The purpose of the Relative Strength Index (RSI) is to calculate the comparative changes that happen between the higher and the lower closing prices. The index is used by traders to establish overbought conditions and oversold conditions which in turn presents them with extremely valuable information to help them set their entry levels and exit levels in the currency markets. The RSI is an oscillator and its line ‘oscillates’ between the values of zero and one hundred. The values of 70 and 30 are considered important values because above and below them are the overbought and oversold regions respectively. Any value above 84 is considered a very strong overbought situation and generates a ‘sell’ signal, whereas any value below 15 is considered a very strong oversold situation and generates a ‘buy’ signal.
How to Trade an RSI Strategy:
The very good and simple strategy is to use the RSI to generate a buy or a sell signal. The RSI should be set to the customary 14 periods with a 9 period MA and with the 70 and 30 levels marked as red lines. Using the NZD/USD price chart below showing a 30 minute time frame with a 9 period MA we will cover a simple buy strategy.
On the 25th of January the RSI generated a buy signal in the area that is circled. It had given a false signal a few hours earlier when the signal line dropped to 24.56. After bouncing the signal line dropped below the 70 again dipping to 28.47. This time the 9 MA followed it, both on the RSI indicator and the candlestick chart and positive buy signal was generated. There followed a 249 pip rise in price before the index turned down again.

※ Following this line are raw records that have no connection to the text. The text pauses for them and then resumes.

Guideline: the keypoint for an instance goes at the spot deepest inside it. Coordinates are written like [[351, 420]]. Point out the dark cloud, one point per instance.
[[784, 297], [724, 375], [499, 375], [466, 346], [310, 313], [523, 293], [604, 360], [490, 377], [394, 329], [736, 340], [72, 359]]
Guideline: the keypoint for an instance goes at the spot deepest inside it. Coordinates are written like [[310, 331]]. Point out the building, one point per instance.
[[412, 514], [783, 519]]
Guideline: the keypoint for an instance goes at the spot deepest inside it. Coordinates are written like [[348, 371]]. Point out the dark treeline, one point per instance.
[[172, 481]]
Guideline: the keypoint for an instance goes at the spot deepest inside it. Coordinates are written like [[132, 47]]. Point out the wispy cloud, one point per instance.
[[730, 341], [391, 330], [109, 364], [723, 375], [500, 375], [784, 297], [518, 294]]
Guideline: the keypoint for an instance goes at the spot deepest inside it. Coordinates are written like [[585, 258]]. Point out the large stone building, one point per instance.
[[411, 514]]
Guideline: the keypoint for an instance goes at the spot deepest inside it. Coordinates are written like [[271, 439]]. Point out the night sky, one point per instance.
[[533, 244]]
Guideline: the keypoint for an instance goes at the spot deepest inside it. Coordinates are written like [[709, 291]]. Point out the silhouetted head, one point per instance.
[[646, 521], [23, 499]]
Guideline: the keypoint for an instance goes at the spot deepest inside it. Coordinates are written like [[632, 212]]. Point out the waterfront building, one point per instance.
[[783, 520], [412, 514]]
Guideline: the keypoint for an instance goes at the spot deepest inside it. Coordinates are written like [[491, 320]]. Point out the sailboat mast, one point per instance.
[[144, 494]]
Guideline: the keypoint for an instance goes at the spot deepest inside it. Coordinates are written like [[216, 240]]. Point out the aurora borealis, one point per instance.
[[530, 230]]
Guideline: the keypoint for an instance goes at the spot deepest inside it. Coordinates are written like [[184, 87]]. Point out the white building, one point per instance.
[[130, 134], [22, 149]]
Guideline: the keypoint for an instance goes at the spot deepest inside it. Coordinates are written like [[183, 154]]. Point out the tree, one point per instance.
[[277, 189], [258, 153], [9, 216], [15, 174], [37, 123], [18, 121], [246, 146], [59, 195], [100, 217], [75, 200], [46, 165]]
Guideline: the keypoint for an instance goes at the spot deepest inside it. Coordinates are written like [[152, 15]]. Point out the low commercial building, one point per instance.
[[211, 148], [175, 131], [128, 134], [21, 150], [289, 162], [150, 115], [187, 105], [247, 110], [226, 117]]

This next strategy shows sell signal and a buy signal on the same chart. Here we have a EUR/USD 1 week chart.
A sell signal is generated in December 2010 when the index turns down from an overbought condition around 75.60 shown by the blue arrow and then dips down to an oversold condition below the 30 line in June 2010, thereby generating a buy signal as shown by the red arrow.
Finally, another very simple forex trading strategy, which is an impressive trading system using two indicators; the RSI and the 5 period moving average. This strategy can be applied to any currency and is best used on a daily chart. Daily charts strategies are ideal for traders who wish to take on a buy and hold strategy.
The rules for this strategy are straight forward in that if the RSI is greater than 50 and the price has crossed up over the 5 period moving average by 10 pips it signals a buy entry.
If the RSI is less than 50 and the price has crossed down over the 5 period moving average by 10 pips it signals a sell entry.
In the daily chart above there 4 entry points, two sell signals and 2 buy signals. The exit point for a trader in this strategy would be a logical take profit and the use of a trailing stop. My preference is to wait until the index is just about to move back across the 50 line.